Dalam dunia baking, terdapat banyak bahan makanan yang memiliki peran penting untuk menentukan tekstur serta kualitas hasil kue. Dua di antaranya yaitu SP (emulsifier) dan baking powder. Meskipun keduanya dianggap serupa, tapi terdapat beberapa hal yang membedakan.

Mengetahui apa saja perbedaan SP dan baking powder memungkinkan Anda untuk mengetahui kapan waktu yang tepat menggunakan emulsifier dan baking powder. Produk akhir yang Anda buat sesuai dengan apa yang Anda inginkan.

Apa Saja Perbedaan SP dan Baking Powder?

Berikut ini penjelasan tentang apa saja yang membedakan antara emulsifier dan baking powder berdasarkan beberapa aspek penting:

1. Fungsi dalam Adonan

perbedaan sp dan baking powder

Emulsifier berfungsi untuk menstabilkan emulsi antara air dan lemak dalam adonan. Itu artinya, SP menjaga sehingga adonan tidak sampai pecah ketika dikocok maupun dipanggang.
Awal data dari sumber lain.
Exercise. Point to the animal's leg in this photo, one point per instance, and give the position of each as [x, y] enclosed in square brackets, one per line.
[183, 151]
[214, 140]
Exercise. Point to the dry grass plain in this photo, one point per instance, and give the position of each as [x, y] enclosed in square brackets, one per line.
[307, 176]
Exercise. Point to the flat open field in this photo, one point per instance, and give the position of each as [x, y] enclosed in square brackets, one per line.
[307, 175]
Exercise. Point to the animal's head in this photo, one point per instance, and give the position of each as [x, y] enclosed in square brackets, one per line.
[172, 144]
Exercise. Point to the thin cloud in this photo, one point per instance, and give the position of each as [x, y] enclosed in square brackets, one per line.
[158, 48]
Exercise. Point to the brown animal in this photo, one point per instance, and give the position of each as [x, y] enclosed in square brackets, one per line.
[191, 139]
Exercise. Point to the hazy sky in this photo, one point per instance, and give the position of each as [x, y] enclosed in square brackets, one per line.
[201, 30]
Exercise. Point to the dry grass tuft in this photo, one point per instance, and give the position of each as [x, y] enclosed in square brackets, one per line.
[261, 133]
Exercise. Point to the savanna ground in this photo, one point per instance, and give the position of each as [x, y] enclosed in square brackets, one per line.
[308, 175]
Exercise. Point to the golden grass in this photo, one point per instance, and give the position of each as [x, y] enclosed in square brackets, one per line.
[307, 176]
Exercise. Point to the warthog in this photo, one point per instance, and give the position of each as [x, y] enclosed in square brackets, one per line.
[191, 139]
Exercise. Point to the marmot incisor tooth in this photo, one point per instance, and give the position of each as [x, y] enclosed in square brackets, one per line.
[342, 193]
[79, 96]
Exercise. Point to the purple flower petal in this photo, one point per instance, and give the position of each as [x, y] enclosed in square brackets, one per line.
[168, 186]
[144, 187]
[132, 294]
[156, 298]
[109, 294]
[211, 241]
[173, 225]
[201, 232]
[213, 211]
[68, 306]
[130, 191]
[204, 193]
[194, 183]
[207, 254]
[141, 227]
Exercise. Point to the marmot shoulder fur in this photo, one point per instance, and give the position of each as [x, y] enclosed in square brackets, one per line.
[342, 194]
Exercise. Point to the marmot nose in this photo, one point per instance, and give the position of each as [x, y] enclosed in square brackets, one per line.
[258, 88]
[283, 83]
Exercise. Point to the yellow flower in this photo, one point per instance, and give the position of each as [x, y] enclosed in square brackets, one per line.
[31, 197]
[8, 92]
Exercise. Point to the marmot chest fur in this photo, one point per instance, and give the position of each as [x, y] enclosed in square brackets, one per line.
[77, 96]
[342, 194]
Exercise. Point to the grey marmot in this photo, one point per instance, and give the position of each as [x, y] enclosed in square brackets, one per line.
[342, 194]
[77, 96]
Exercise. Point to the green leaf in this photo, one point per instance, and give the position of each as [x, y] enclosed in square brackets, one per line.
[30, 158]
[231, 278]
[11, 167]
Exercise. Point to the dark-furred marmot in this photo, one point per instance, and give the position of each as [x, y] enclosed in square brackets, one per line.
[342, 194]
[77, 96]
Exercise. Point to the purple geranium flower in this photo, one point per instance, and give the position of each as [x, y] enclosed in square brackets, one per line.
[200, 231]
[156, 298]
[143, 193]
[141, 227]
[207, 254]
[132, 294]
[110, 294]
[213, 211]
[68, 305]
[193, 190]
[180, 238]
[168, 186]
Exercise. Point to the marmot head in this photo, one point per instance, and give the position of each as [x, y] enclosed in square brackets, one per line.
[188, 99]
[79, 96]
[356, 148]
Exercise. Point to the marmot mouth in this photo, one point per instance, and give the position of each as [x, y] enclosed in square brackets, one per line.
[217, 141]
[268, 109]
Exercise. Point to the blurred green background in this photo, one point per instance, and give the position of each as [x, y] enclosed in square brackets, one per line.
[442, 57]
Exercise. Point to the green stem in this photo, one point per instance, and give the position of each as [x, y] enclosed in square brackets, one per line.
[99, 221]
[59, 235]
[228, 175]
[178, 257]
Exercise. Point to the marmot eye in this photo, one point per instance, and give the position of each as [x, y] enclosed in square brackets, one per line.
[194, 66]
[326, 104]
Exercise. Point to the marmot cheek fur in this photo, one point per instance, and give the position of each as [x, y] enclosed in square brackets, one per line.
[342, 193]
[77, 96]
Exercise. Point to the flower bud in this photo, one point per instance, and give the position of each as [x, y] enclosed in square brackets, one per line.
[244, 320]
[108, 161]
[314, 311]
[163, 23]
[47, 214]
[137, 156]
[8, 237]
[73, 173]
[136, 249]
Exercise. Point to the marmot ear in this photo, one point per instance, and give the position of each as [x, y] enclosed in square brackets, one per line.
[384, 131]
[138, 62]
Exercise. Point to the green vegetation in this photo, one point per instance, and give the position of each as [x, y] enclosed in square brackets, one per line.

Efeknya yaitu kue akan punya tekstur lebih lembut, moiset, dengan volume stabil meskipun memang tidak mengembang secara kimia.

Sementara untuk baking powder merupakan agen pengembang kimia. Fungsi utamanya yaitu menghasilkan gas karbon dioksida saat bereaksi dengan cairan serta panas. Gas tersebut yang menciptakan gelembung-gelembung udara di dalam adonan, membuat kue mengembang.

Kesimpulan: SP menjaga struktur adonan agar tetap lembut dan stabil, sementara baking powder yang membuat adonan mengembang.

2. Komposisi & Kandungan Kimia

SP terbuat dari senyawa yang berama gliseril monostreatat atau mono-diglyceriders yang bekerja sebagai emulsifier. Tidak terdapat reaksi kimia dengan panas atau cairan. Emulsifier bekerja secara fisik di dalam menjaga struktur adonan agar tetap menyatu antara minyak dan air.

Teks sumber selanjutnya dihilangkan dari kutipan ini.